Using the Budget Planning Form as a starting point, make a list of all your expenses. These will be split into:

  • regular week to week 'smaller' expenses e.g. traveling expenses, lunches, coffees
  • day to day living expenses such as grocery bills and petrol
  • regular payments e.g. mortgage or rent, rates payments, utilities, phone etc
  • once a year payments such as car registration and associated costs, or home and contents insurance
  • personal expenses such as clothes, hairdressers, gym membership
  • others such as birthday and Christmas expenses

Often the hardest thing to keep track of are cash expenses. If you know you take out $200 per week in cash, but you can only allocate $170 to known expenses, just add an extra line for $30 in other cash expenses. These might have been kids ice creams, those $2 rides in the shopping centre, money in a charity box or DVDs you forgot you'd hired.

If you're not happy that you've got an accurate budget, try keeping a diary note of everything you've spent for a week or two. It will take surprisingly little time and may surprise you with the outcome!

Once you have gathered all the information, fill out a Budget Planning Form.

I have tried to include as many items as I can think of but there will be items that are not relevant for you and extras you need to include. Hopefully this provides a good starting point.

Some expenses will be weekly, monthly, or one off yearly. Put them in the relevant column and once you have listed all expenses, convert each to a common time period. e.g. multiply weekly expenses by 52 to get a yearly expense. Multiple monthly by 12 to convert to yearly.

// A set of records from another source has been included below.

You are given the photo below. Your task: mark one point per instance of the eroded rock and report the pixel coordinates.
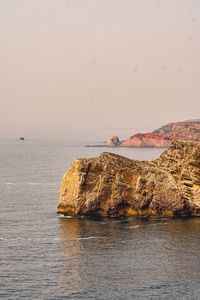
(112, 185)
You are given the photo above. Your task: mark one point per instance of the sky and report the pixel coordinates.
(87, 69)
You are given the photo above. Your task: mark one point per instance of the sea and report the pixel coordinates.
(47, 256)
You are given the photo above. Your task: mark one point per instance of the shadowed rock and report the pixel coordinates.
(112, 185)
(164, 136)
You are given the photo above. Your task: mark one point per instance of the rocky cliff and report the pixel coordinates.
(162, 137)
(112, 185)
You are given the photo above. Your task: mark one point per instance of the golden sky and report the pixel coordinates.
(84, 69)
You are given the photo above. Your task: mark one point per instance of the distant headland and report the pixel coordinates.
(160, 138)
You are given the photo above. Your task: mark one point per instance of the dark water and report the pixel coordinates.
(43, 256)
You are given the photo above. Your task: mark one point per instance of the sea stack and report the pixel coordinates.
(112, 185)
(162, 137)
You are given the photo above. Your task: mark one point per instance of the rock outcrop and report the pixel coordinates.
(112, 185)
(114, 141)
(164, 136)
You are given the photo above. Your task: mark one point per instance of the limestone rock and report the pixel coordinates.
(114, 141)
(112, 185)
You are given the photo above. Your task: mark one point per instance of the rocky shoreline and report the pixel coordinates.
(161, 137)
(113, 186)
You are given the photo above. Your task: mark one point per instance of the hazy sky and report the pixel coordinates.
(84, 69)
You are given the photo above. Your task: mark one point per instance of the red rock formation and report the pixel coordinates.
(164, 136)
(112, 185)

If your income is monthly, converting everything to monthly might be most practical. e.g. Weekly to monthly: multiply by 52 and divide by 12

Add up all your expenses per month, or per year, whichever you have decided.

Then work out your income, remembering additional income such as interest income or benefit payments. Click here for info on Government benefits.

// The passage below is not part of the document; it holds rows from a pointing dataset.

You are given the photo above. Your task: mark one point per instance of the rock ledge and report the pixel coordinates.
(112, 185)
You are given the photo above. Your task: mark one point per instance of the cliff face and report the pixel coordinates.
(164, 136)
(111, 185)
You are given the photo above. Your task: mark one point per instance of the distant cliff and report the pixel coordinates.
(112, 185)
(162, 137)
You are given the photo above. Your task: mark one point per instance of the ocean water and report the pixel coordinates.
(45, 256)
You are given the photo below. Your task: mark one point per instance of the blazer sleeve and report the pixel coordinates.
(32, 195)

Obviously, your total income minus your expenses equals any savings you are able to make.

If you have done this exercise using both incomes, you can then remove your income to see whether your partner's income alone will meet your current expenses.


What if you just cannot afford to stay home with the baby?

Some companies have paid maternity leave, but I believe these are still in the minority. Therefore you and your partner need to have saved enough money to cover your ongoing expenses during your break from work.

The baby bonus will help with this but only goes so far when you have all those baby things to buy.

If you are expecting gifts or having a baby shower, ask for what you need. You don't want to end up with excess soft toys and not enough of the basics. Or get people to club together and give you a gift certificate so you can buy what you need.

Do you know whether you are entitled to a parenting payment from the government? This used to be split into part a and part b, with part a being means tested and part b being dependent solely on the mother's income. The current government have changed this so part b is also means tested, but it's worth checking it out to see if you are eligible.